Monday, May. 23, 1994

Was the Picnic Ruined?

By Jack E. White

Albert Murray, the black social critic, once wisecracked, "Sure we got our troubles, but if white folks could be black for just one Saturday night, they wouldn't never want to be white folks no more." Henry Louis Gates Jr. does not go nearly that far in Colored People (Knopf; 216 pages; $22), his memoir of growing up in a West Virginia mill town during the 1950s and '60s. But his beguiling elegy for the exuberant society blacks created for themselves under the veil of segregation provides one explanation of why few African Americans, even if they had the power to change, would choose to be anything else.

As the chairman of Harvard's black-studies department and the author of several volumes of dense literary theory as well as countless op-ed pieces on racial issues, Gates, 44, has become one of the nation's most influential intellectuals. In Colored People he turns from scholarship to autobiography and writes intimately about his childhood, his teenage religious fanaticism, a frustrated youthful romance with a white girl. Still, history is never distant from Gates' mind. His coming of age coincided with one of America's most tumultuous eras, as the civil rights movement propelled blacks from "the colored world of the fifties ((to)) a Negro world of the early sixties ((to)) the advent of the black world of the later sixties."

These upheavals were slow to arrive for the 350 colored people in Gates' hometown of Piedmont, nestled in a sleepy hollow between the Allegheny Mountains and the Potomac River Valley. At first folks simply watched the speeches and marches on television. When the effects of the civil rights movement finally did come to the town in the 1960s, the impact was ambiguous. Blacks welcomed expanded job opportunities and an end to humiliating reminders of where -- quite literally -- they stood: they were now allowed to sit down in white restaurants. But integration also meant that the nurturing institutions blacks had created to take the sting out of segregation would become moribund.

Among these segregated but proud institutions was the elementary school where generations received the sort of rigorous education that inner-city blacks today can hardly imagine. Another was the separate-but-more-than-equal "colored picnic," where blacks who worked at the paper mill gathered to dance, play bid whist and gorge themselves on soul food. Small wonder, as Gates writes, that for many of his parents' generation, "integration was experienced as a loss . . . Who in his right mind would want to go to the mill picnic with the white folks when it meant shutting the colored one down?" The black men and women of Piedmont never thought of themselves as second-class people despite their second-class status.

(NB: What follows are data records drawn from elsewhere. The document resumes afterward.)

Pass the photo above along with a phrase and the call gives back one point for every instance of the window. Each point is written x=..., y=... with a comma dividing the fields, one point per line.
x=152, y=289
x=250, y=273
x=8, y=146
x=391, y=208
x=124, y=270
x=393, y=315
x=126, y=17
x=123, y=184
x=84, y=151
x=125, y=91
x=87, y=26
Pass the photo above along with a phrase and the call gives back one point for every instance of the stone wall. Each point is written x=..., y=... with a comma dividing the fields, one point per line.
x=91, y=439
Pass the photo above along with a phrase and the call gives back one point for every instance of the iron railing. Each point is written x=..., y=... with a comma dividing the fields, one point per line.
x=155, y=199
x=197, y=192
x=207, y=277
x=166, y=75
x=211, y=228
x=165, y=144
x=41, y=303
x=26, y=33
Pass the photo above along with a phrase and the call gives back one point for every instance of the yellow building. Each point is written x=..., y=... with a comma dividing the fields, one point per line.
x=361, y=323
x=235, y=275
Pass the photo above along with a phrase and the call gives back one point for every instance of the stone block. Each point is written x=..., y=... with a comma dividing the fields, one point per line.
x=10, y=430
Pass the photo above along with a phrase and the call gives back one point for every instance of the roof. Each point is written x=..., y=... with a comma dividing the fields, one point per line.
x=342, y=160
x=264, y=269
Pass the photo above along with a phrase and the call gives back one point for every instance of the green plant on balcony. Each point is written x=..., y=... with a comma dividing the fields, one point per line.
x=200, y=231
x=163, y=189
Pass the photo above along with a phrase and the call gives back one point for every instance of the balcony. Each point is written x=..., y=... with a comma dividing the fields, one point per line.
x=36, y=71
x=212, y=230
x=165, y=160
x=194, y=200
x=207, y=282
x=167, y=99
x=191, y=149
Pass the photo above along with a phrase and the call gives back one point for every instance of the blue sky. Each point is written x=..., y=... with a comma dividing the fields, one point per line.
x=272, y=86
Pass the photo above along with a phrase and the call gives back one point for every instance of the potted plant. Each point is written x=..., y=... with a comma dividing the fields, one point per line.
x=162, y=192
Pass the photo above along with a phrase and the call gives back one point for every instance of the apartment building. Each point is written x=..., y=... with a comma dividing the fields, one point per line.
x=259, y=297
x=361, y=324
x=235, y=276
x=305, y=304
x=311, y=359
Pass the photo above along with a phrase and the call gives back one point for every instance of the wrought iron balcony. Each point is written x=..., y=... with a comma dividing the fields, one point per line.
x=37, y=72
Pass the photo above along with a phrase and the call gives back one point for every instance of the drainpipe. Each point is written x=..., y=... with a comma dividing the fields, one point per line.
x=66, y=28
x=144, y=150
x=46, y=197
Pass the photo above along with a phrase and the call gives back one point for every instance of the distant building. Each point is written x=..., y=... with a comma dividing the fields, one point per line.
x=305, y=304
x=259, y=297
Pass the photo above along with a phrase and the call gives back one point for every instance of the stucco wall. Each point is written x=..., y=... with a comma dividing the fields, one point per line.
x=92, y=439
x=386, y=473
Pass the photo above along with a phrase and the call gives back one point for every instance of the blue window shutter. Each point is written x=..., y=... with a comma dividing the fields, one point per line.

This society teemed with role models , of hard work, family stability and excellence.

If properly admiring, however, Gates is not sanctimonious. He takes pleasure in describing his community's eccentrics, like Mr. Charlie, who confided that "George Washington was Abraham Lincoln's daddy," among other facts that whites had supposedly withheld from blacks; and churchy Miss Sarah, who consulted with Jesus every day, getting "full reports on all the seraphim and cherubim." Gates irreverently addresses such matters as blacks' fascination with their multitude of skin tones and their daily struggles to subdue their bushy hair. Even today, he writes, "so many black people still get their hair straightened that it's a wonder we don't have a national holiday for Madame C.J. Walker, who invented the process for straightening kinky hair, rather than Dr. King."

The strongest character in the book is Gates' mother Pauline, who looked down on whites as uncouth, dirty people who tasted their food "right out of the pot." Pauline's long struggle to become the owner of a home reflected the complicated, bittersweet consequences of change. Just as her children were on the brink of buying the house of a white family for whom Pauline had worked as a domestic, she began inventing reasons to back away from the purchase. Badgered by her son, she tearfully dredged up bitter memories of how the white family had mistreated her, compelling her to work on holidays instead of spending them with her family, and leaving money lying around to see if she would steal it. Pauline's children argued that she could exorcise those ghosts by making the house her own, and she relented. But as Gates acknowledges, "I'll never know if we did the right thing by buying her that house or if our insistence on vindicating her was somehow misguided."

What sets Gates' memoir apart from the harrowing, up-from-the-ghetto autobiographies that have appeared recently is its reminder that the black mainstream is not a tangle of pathology. Rather, he demonstrates, it is the source of a strong and resilient culture that has given the world such gifts as "a Jessye Norman aria, a Muhammad Ali shuffle, a Michael Jordan slam dunk, a Spike Lee movie, a Thurgood Marshall opinion, a Toni Morrison novel, James Brown's Camel Walk." Add to the list Gates' graceful, sparely written memoir, which establishes that he has not only brains but also a whole lot of soul.